Mme Silvana Arbia est la greffière de la Cour pénale internationale (Cpi). Elle a été élue à ce poste, le 2 février 2008, pour un mandat de 5 ans. Elle a servi comme chef des poursuites au Tribunal pénal pour le Rwanda, a participé à la rédaction du Statut de Rome en 1998, en qualité de membre de la délégation italienne. Selon les textes de la Cpi, le Greffe est un organe indépendant des autres comme le Bureau du Procureur. Et c’est sans doute au nom de cette indépendance que cette Italienne qui semble connaître la Cour a bien voulu répondre à nos questions relatives à l’aide financière et matérielle à apporter à la défense du président Laurent Gbagbo pour que son procès tant attendu soit équilibré.

Propos recueillis par
James Cénach
Correspondant permanent en Europe


Notre Voie : Pourquoi un système d’aide judiciaire aux personnes déférées devant la Cour pénale internationale ?
Silvana Arbia : L’une des composantes clefs de la garantie des droits des personnes déférées devant la Cpi est le système d’aide judiciaire de la Cour, qui fournit une aide financière aux personnes qui n’ont pas les moyens de prendre en charge les frais nécessaires à leur défense devant la Cour.
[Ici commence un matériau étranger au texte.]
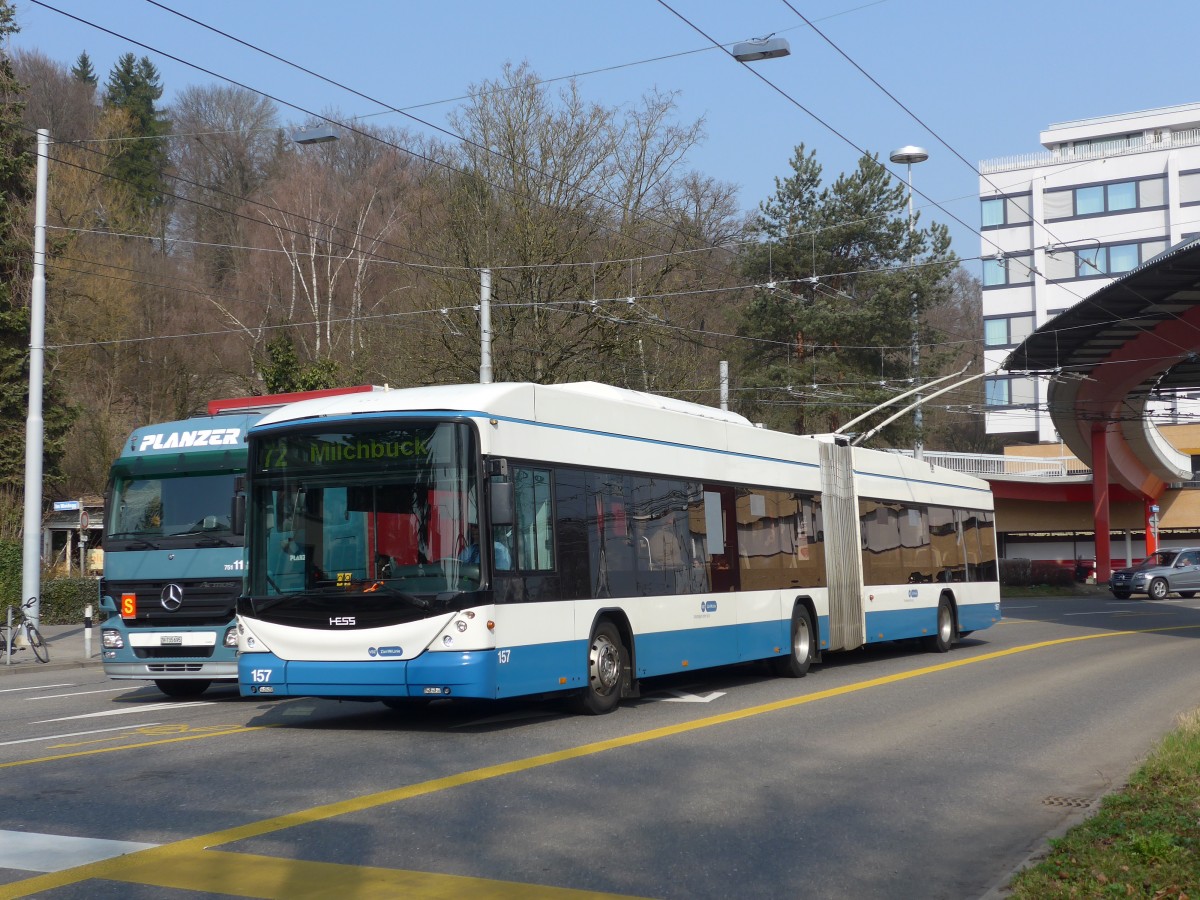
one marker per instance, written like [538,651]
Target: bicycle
[23,634]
Au fond, la décision sur l’aide judiciaire est prise par le Greffier de la Cour afin de garantir le respect des droits de la défense.
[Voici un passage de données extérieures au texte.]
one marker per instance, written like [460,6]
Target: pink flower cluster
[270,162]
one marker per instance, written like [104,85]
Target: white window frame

N.V : Quels sont les principes fondamentaux qui régissent ce système d’aide judiciaire au compte de la Cour?
S.A : Le système d’aide judiciaire est bâti sur les principes de l’égalité des armes entre l’Accusation et la Défense, l’objectivité dans l’allocation des ressources, la transparence sur les honoraires des conseils et la structure de leurs équipes, la continuité de l’aide qui permet d’adapter les ressources en fonction des besoins et selon les phases de l’affaire, et l’économie dans les moyens alloués afin d’accorder les dépenses nécessaires et raisonnables afférentes à l’assistance ou à la représentation des personnes déférées devant la Cour.
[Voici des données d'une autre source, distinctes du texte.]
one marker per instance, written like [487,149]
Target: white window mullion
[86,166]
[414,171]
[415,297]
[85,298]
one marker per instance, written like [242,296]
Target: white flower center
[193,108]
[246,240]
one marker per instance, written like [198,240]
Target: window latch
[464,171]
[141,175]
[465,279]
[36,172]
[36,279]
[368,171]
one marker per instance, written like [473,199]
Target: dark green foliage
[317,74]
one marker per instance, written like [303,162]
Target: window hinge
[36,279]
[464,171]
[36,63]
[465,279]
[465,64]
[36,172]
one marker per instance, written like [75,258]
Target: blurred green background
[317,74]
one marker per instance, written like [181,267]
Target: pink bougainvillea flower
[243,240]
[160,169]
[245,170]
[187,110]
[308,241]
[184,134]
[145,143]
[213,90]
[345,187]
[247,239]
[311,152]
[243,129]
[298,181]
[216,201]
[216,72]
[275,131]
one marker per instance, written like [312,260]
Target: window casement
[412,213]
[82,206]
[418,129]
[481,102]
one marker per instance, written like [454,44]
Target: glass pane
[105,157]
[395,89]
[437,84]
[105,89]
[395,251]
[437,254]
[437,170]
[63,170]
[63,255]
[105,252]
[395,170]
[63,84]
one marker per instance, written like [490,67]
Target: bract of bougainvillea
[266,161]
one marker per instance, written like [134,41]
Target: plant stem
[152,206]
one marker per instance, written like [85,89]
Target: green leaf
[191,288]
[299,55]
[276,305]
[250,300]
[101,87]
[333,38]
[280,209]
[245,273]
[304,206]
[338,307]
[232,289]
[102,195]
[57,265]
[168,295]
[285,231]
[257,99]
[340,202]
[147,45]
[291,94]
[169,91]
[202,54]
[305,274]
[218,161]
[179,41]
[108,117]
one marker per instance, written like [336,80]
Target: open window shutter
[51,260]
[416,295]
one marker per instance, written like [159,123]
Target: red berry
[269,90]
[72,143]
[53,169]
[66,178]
N.V : Le président Laurent Gbagbo a introduit sa demande d’aide, le 6 décembre 2011. Pourquoi avez-vous attendu le 28 décembre pour y répondre alors que son Conseil n’avait cessé de vous interpeller sur l’urgence d’une réponse ?

S.A : La décision est prise à titre provisoire c’est-à-dire dans l’attente de l’accomplissement d’une enquête sur la situation financière du demandeur, dans un délai de 30 jours, à compter du dépôt de la demande. Une décision définitive est prise par la suite, en temps opportun. Il est nécessaire de procéder à un premier examen de la situation financière du demandeur avant de pouvoir prendre une décision, même à titre provisoire, sur ses capacités financières.

Le Greffe ne peut en aucun cas agir dans la précipitation surtout sur une question aussi fondamentale qu’est l’aide judiciaire qui doit être examinée en tenant compte de tous les facteurs de l’affaire, y compris les urgences. En même temps, l’exercice efficient du mandat du Greffe exige sur cette même matière que le Greffier reçoive toutes les informations jugées nécessaires pour prendre sa décision. En définitive, j’ai pris en compte l’ensemble des facteurs se rapportant à la demande d’aide judiciaire, je l’ai donc examiné avec toute l’attention requise avant de rendre ma décision le 28 décembre 2011.

N.V : C’est donc ce qui expliquerait les précautions prises pour accorder l’aide judiciaire au président Laurent Gbagbo?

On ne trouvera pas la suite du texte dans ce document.